"Fixes" for page flipping under PRIME on AMD & nouveau
Mario Kleiner
mario.kleiner.de at gmail.com
Wed Aug 17 23:51:07 UTC 2016
On 08/17/2016 07:43 PM, Alex Deucher wrote:
> On Wed, Aug 17, 2016 at 12:35 PM, Mario Kleiner
> <mario.kleiner.de at gmail.com> wrote:
>> On 08/17/2016 06:27 PM, Christian König wrote:
>>>>
>>>> AMD uses copy swaps because radeon/amdgpu kms can't switch the
>>>> scanout mode from tiled to linear on the fly during flips.
>>>
>>> Well I'm not an expert on this, but as far as I know the bigger problem
>>> is that the dedicated AMD hardware generations you are targeting usually
>>> can't reliable scanout from system memory without a rather complicated
>>> setup.
>>>
>>> So that is a complete NAK to the radeon changes.
>>
>>
>> Hi Christian,
>>
>> thanks for the feedback, but i think that's a misunderstanding.
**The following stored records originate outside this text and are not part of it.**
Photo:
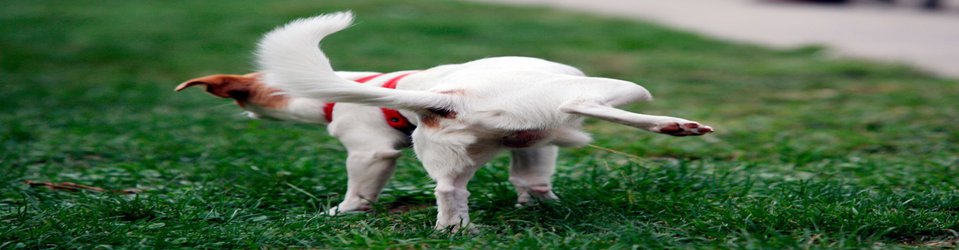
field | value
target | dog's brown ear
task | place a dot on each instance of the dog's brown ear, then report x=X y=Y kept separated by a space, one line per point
x=225 y=86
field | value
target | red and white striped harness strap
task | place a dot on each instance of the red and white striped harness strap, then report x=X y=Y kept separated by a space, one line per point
x=393 y=117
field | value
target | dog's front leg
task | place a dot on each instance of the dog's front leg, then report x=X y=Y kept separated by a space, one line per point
x=368 y=171
x=370 y=162
x=531 y=172
x=451 y=161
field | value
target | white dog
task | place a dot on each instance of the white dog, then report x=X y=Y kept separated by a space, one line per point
x=465 y=113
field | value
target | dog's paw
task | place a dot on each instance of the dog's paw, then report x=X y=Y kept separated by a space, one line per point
x=536 y=194
x=683 y=128
x=469 y=229
x=341 y=210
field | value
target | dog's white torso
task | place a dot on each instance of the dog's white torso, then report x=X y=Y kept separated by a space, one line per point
x=465 y=115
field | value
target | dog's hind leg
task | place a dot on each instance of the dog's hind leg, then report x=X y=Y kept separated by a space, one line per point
x=531 y=172
x=659 y=124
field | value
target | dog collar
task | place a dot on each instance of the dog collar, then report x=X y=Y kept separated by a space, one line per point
x=393 y=117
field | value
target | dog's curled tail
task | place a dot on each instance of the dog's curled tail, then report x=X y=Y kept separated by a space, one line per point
x=291 y=61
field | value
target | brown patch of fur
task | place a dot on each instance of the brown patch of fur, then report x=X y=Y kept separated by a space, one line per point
x=242 y=88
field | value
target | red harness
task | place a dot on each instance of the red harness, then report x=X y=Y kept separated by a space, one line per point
x=393 y=117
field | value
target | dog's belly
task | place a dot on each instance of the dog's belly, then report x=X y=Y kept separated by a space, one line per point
x=524 y=138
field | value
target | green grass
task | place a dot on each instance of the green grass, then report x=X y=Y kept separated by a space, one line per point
x=811 y=151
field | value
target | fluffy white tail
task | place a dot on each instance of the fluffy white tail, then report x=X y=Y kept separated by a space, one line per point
x=290 y=60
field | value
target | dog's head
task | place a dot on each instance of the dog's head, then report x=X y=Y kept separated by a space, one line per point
x=259 y=100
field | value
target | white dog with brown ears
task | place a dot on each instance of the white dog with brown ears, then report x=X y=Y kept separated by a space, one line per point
x=465 y=113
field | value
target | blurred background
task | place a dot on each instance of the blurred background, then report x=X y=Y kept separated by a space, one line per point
x=917 y=32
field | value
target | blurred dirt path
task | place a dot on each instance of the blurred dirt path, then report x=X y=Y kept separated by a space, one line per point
x=903 y=33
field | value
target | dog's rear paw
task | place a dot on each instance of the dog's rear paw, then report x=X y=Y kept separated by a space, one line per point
x=683 y=128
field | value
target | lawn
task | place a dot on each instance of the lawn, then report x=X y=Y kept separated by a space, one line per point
x=811 y=151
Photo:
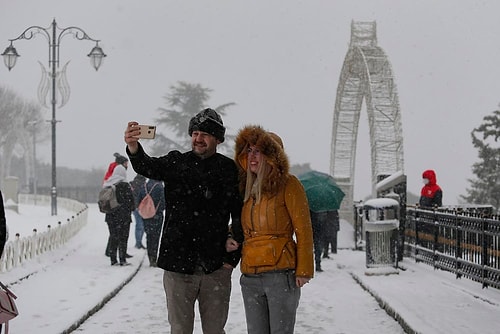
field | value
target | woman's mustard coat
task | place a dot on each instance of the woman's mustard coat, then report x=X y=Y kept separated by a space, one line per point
x=280 y=222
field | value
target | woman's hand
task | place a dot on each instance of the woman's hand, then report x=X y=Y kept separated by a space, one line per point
x=301 y=281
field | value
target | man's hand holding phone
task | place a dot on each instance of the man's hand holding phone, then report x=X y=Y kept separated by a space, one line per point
x=136 y=131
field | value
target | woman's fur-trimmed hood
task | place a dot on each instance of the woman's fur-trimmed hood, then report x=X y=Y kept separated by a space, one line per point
x=271 y=146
The patches
>> don't make them scanout from system memory, they just enforce a fresh copy
>> from RAM/GTT -> VRAM before scanning out a buffer again. I just assume there
>> is a more elegant/clean way than this "fake" pin/unpin to GTT to essentially
>> tell the driver that its current VRAM content is stale and needs a refresh
>> from the up to date dmabuf in system RAM.
>>
>
> I think the ddx should handle the copy rather than the kernel. That
> also takes care of the tiling. I.e., copy from the linear shared
> buffer in system memory to the tiled scanout buffer in vram. The ddx
> should also be able to take damage into account and only copy the
> delta. From a bandwidth perspective, I'm not sure how much sense
> pageflipping makes since there are so many copies already.
>
> Alex
That's what the ati-ddx/amdgpu-ddx does at the moment, as it detects the
mismatch in tiling flags and uses the DRI3/Present copy path instead of
the pageflip path. The problem is that the servers Present
implementation doesn't request a vsync'ed start of the copy operation
and the whole procedure is too slow to keep ahead of the scanout, so it
tears pretty badly for many animations. Also no page flipping = no
reliable timestamps. And the modesetting ddx doesn't handle it at all,
as it doesn't know about the tiling mismatch.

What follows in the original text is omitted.